As a result of the Covid-19 crisis, many businesses are currently experiencing reduced turnover. In many cases, the business is VAT-registered, and some owners are asking whether they can now deregister. What are the rules here, and is it always advisable to do so?
There can be a number of motives for VAT deregistration. For example, if the majority of sales are B2C sales, i.e. not to other VAT-registered businesses, the VAT charge is a real cost to the customer. On the face of it, deregistering can possibly offer a competitive edge as there is no longer a need to charge VAT. This may help the business recover once restrictions are lifted. It can also simplify reporting, and therefore reduce administration costs.
An obvious downside is the loss of ability to reclaim input tax on future purchases, which increases the cost to the business.
A business must deregister if it stops trading or stops making taxable supplies.

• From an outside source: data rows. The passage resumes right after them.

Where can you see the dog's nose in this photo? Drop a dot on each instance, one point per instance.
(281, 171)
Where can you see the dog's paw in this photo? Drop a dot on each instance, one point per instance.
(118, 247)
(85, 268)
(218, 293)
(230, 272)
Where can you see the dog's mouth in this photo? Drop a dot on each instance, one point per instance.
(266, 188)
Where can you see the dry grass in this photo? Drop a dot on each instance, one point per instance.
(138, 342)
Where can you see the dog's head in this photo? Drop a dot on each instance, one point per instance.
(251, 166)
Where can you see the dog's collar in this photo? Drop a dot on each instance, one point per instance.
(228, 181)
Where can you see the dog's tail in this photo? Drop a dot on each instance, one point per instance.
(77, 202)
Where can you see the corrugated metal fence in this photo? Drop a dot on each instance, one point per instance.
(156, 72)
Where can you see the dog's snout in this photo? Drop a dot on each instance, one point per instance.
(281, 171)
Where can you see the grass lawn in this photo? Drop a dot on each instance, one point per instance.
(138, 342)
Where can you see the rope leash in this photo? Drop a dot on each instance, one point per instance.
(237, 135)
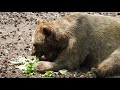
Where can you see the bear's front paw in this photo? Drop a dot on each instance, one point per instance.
(97, 72)
(43, 66)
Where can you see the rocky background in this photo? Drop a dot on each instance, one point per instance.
(15, 40)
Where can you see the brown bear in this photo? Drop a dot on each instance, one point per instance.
(78, 40)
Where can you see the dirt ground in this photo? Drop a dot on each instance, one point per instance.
(15, 40)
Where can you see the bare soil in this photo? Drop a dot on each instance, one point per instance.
(15, 35)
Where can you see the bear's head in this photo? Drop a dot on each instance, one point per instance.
(47, 40)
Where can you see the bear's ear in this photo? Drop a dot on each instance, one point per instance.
(46, 31)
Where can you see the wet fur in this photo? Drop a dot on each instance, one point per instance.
(79, 40)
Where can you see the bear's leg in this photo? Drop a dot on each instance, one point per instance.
(109, 66)
(43, 66)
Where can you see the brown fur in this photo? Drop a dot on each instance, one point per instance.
(79, 40)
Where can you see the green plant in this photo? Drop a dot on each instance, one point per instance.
(63, 71)
(49, 74)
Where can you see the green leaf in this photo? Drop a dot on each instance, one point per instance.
(63, 71)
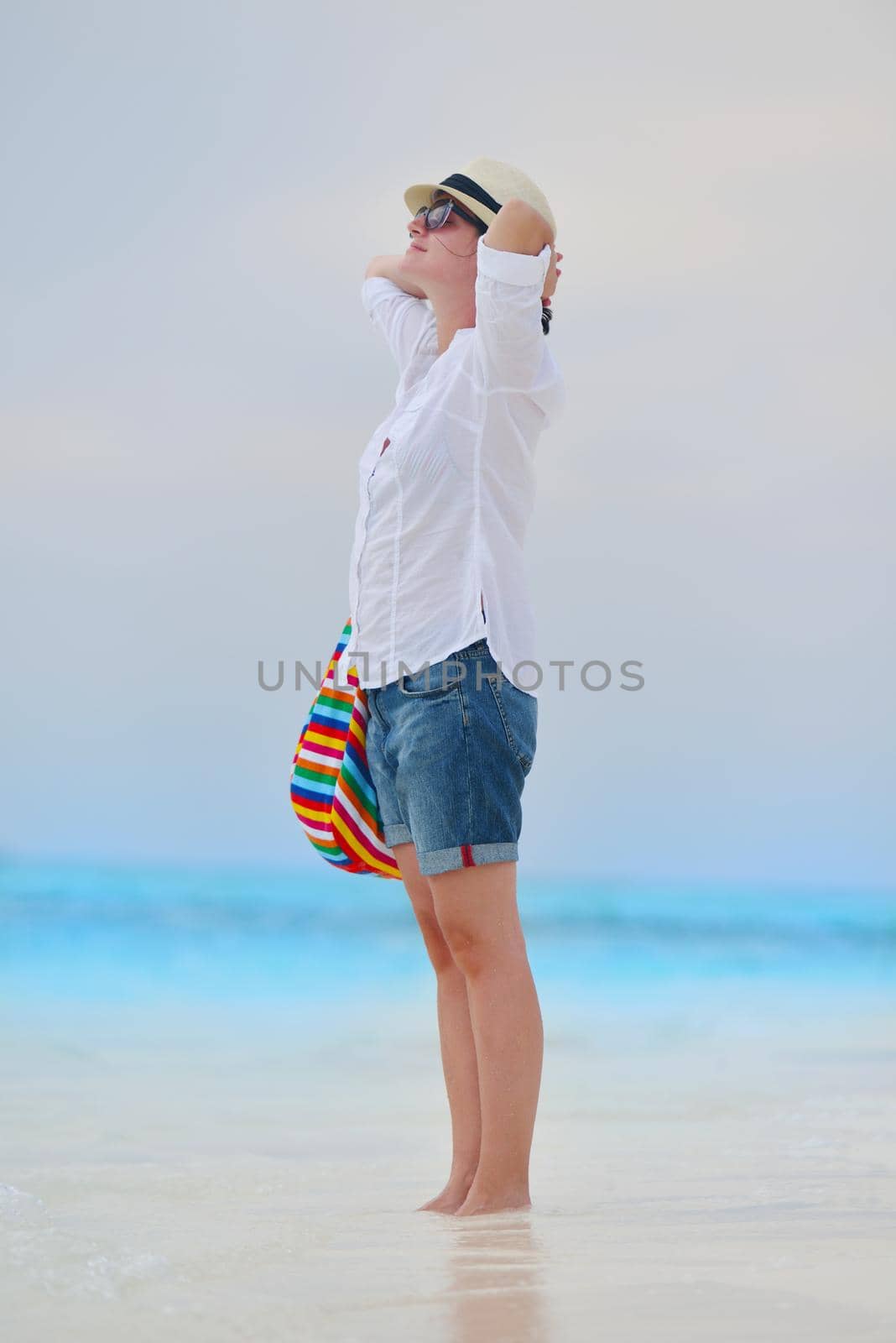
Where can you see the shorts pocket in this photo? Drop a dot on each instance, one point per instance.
(519, 715)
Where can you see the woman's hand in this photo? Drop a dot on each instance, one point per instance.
(550, 279)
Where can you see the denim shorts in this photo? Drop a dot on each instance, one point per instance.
(448, 750)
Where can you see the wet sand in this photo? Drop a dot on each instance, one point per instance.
(705, 1168)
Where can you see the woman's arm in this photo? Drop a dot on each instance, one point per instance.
(389, 268)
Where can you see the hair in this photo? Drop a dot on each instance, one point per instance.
(548, 312)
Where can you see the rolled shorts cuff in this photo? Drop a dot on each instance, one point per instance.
(396, 833)
(466, 856)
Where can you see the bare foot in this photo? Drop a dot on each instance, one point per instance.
(475, 1202)
(451, 1197)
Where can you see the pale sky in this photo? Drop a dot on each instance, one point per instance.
(190, 198)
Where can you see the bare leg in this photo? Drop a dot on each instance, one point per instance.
(455, 1036)
(477, 912)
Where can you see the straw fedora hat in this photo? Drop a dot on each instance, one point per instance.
(483, 186)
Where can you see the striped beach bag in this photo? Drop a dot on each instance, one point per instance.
(331, 789)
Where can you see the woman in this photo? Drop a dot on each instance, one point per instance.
(441, 622)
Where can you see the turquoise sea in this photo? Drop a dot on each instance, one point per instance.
(125, 933)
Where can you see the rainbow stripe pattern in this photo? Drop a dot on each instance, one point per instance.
(331, 789)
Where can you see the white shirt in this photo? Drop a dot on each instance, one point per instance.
(443, 510)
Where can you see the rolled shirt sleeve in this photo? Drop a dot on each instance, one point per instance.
(508, 315)
(404, 321)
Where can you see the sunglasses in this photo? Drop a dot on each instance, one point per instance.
(440, 212)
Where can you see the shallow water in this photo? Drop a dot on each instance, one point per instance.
(223, 1105)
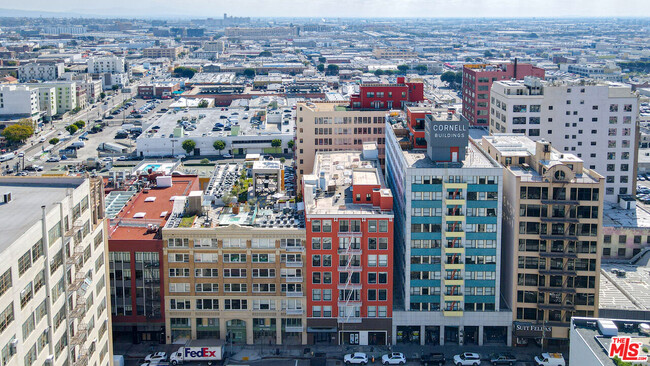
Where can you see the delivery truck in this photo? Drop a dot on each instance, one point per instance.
(199, 350)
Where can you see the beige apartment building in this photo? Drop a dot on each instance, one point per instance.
(54, 307)
(333, 126)
(552, 235)
(239, 275)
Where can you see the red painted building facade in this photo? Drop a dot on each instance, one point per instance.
(135, 260)
(388, 96)
(477, 81)
(350, 261)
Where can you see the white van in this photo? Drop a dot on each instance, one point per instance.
(550, 359)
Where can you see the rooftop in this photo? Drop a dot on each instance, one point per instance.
(625, 286)
(330, 189)
(152, 205)
(474, 158)
(27, 197)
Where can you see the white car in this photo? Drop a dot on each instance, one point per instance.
(395, 358)
(156, 357)
(467, 359)
(355, 359)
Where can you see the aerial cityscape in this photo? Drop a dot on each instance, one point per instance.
(413, 183)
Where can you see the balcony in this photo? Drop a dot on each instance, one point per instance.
(559, 202)
(350, 268)
(349, 286)
(294, 264)
(556, 306)
(293, 279)
(82, 359)
(349, 250)
(558, 289)
(79, 281)
(79, 310)
(559, 272)
(294, 311)
(80, 335)
(349, 319)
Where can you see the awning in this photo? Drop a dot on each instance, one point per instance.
(321, 330)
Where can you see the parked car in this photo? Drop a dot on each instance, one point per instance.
(502, 359)
(432, 359)
(156, 357)
(395, 358)
(358, 358)
(467, 359)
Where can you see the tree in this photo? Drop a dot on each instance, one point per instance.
(249, 73)
(188, 146)
(219, 145)
(186, 72)
(18, 132)
(72, 129)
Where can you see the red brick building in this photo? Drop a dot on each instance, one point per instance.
(349, 222)
(135, 257)
(477, 81)
(388, 96)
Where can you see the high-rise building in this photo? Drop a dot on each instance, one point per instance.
(593, 120)
(349, 221)
(448, 227)
(136, 261)
(237, 272)
(551, 237)
(333, 126)
(388, 96)
(41, 71)
(477, 81)
(54, 302)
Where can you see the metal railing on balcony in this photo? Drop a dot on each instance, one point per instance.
(80, 336)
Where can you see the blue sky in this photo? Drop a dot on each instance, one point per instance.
(354, 8)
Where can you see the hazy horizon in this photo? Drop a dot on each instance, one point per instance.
(355, 9)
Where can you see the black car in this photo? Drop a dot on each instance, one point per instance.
(432, 359)
(502, 359)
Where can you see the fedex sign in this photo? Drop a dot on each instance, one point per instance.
(626, 350)
(201, 352)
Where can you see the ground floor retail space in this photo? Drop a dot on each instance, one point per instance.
(433, 328)
(259, 330)
(139, 333)
(368, 332)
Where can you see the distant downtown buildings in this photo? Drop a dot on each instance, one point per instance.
(595, 121)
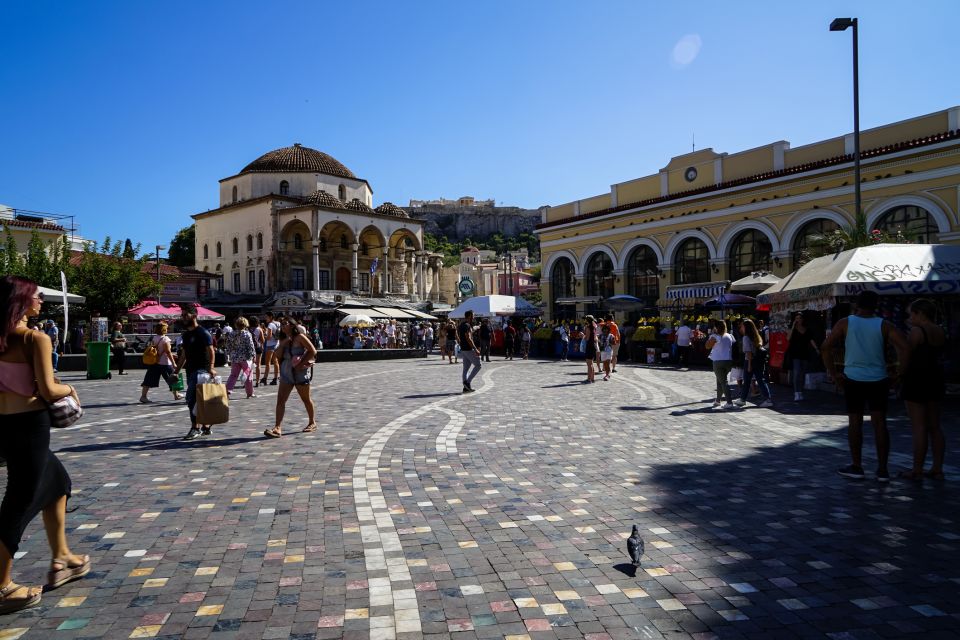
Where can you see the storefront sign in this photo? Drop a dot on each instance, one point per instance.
(180, 292)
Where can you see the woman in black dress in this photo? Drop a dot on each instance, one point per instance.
(923, 389)
(592, 347)
(36, 481)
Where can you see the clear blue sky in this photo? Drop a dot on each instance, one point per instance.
(126, 114)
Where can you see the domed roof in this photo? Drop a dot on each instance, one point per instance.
(323, 199)
(298, 159)
(356, 205)
(390, 209)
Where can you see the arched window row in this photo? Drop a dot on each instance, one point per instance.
(750, 251)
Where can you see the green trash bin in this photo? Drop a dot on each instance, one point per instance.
(98, 360)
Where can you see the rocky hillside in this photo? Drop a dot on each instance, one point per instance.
(475, 222)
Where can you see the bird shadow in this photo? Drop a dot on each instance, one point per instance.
(429, 395)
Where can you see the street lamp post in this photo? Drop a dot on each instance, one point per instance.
(159, 288)
(842, 24)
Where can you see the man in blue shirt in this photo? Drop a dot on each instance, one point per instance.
(196, 356)
(864, 378)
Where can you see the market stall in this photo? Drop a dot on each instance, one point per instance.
(900, 273)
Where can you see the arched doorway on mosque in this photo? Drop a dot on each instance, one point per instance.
(344, 279)
(561, 286)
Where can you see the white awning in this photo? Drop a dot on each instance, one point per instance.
(699, 290)
(420, 314)
(366, 311)
(394, 313)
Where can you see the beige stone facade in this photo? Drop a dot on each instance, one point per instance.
(297, 220)
(708, 218)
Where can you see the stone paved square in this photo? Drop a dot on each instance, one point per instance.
(416, 512)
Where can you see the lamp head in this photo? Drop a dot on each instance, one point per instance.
(841, 24)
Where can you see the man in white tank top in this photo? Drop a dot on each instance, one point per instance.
(864, 378)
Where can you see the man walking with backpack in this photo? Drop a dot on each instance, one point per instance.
(468, 351)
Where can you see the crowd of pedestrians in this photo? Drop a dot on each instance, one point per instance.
(38, 482)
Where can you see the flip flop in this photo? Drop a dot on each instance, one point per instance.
(908, 474)
(59, 577)
(9, 604)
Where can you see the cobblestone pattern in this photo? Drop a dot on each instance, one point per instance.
(418, 512)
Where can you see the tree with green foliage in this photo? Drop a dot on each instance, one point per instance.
(111, 282)
(13, 262)
(182, 251)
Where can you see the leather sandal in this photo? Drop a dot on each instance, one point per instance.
(61, 572)
(10, 603)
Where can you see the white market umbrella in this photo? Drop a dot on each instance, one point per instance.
(486, 307)
(357, 320)
(757, 281)
(888, 269)
(55, 296)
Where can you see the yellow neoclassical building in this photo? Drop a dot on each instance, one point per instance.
(707, 218)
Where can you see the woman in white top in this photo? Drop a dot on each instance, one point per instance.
(163, 366)
(721, 353)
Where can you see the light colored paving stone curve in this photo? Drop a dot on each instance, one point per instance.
(382, 549)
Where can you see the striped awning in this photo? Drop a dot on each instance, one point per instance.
(699, 290)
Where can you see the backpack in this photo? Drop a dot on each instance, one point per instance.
(150, 354)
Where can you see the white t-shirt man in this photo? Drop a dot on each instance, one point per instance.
(272, 343)
(723, 347)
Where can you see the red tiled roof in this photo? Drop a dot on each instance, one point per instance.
(30, 224)
(800, 168)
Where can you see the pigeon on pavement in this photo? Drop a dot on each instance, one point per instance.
(635, 546)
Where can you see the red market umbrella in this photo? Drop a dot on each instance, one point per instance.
(151, 310)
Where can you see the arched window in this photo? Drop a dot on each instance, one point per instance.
(808, 243)
(561, 286)
(915, 223)
(749, 252)
(643, 274)
(691, 263)
(600, 275)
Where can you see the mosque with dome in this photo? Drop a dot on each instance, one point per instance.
(296, 223)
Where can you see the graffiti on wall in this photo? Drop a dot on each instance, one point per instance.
(894, 272)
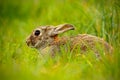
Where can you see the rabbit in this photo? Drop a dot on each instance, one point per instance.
(45, 38)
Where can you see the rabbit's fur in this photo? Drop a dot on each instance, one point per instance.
(46, 37)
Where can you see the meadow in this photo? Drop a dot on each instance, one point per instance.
(96, 17)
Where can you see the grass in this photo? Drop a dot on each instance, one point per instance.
(19, 18)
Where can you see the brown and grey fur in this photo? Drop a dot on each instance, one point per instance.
(49, 41)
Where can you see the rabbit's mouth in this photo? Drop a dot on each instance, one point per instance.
(40, 45)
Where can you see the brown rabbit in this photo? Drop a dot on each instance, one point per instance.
(46, 37)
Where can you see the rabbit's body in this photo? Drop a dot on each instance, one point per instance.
(46, 40)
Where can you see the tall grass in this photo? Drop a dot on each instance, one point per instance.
(19, 18)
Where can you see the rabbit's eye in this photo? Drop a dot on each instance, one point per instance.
(37, 32)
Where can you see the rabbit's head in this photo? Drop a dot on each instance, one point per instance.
(43, 36)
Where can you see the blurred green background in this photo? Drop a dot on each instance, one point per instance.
(19, 17)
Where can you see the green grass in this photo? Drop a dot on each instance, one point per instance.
(19, 18)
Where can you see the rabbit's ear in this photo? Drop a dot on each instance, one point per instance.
(62, 28)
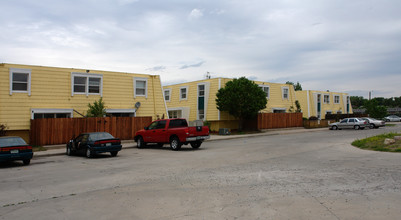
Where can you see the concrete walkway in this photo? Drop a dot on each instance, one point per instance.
(54, 150)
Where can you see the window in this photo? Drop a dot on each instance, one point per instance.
(326, 99)
(86, 84)
(265, 89)
(141, 87)
(174, 114)
(285, 91)
(37, 113)
(183, 93)
(20, 81)
(167, 94)
(336, 99)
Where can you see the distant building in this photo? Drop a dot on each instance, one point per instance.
(319, 103)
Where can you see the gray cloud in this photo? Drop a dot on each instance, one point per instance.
(322, 44)
(192, 65)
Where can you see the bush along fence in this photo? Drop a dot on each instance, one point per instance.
(279, 120)
(338, 117)
(50, 131)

It must also deregister if it joins a VAT group.
However, what we are concerned with is voluntary deregistration, i.e. where a business is still eligible to be registered but chooses not to continue to be. In order to deregister in this way, the business must expect its taxable sales in the next 12 months to be less than the deregistration threshold (currently £83,000).
In either case, deregistration can be requested online, or by completing Form VAT7.
Suspension of trade
With reduced profits due to Covid-19 there may be a problem. Paragraph 3.2 of VAT Notice 700/11 states that “HMRC will not allow you to cancel your registration if the reduction in your turnover is the result of your intention to stop trading or suspend making taxable supplies for 30 days or more in the next 12 months.”
Broadly, this means that if the only reason the business expects its taxable turnover to fall beneath £83,000 is due to being forced to close, HMRC will refuse the request to deregister. If the business can overcome this hurdle, there are further potential problems to address.
Accounting for output tax on deregistration
Where the business is holding stock and/or fixed assets at the time it deregisters, output tax must be accounted for on the final VAT return – calculated by reference to the market value of the assets in their condition at the time – as if the items in question had been sold. The only exception to this is where the output tax payable would be less than £1,000.
The output tax should be calculated at the appropriate VAT rate.
This rule includes any property that the business has opted to tax, which can lead to a very large output tax liability.
There may be further issues with commercial property covered by the capital goods scheme where the deregistration is requested within 10 years of purchase. Again, this can lead to a large output tax liability on the final return.
Cons outweigh pros?
If any of these issues are relevant, it is likely that the downsides to deregistration will outweigh the benefits – particularly if the downturn in sales is likely to be temporary anyway. A business should not deregister without considering all of the potential consequences.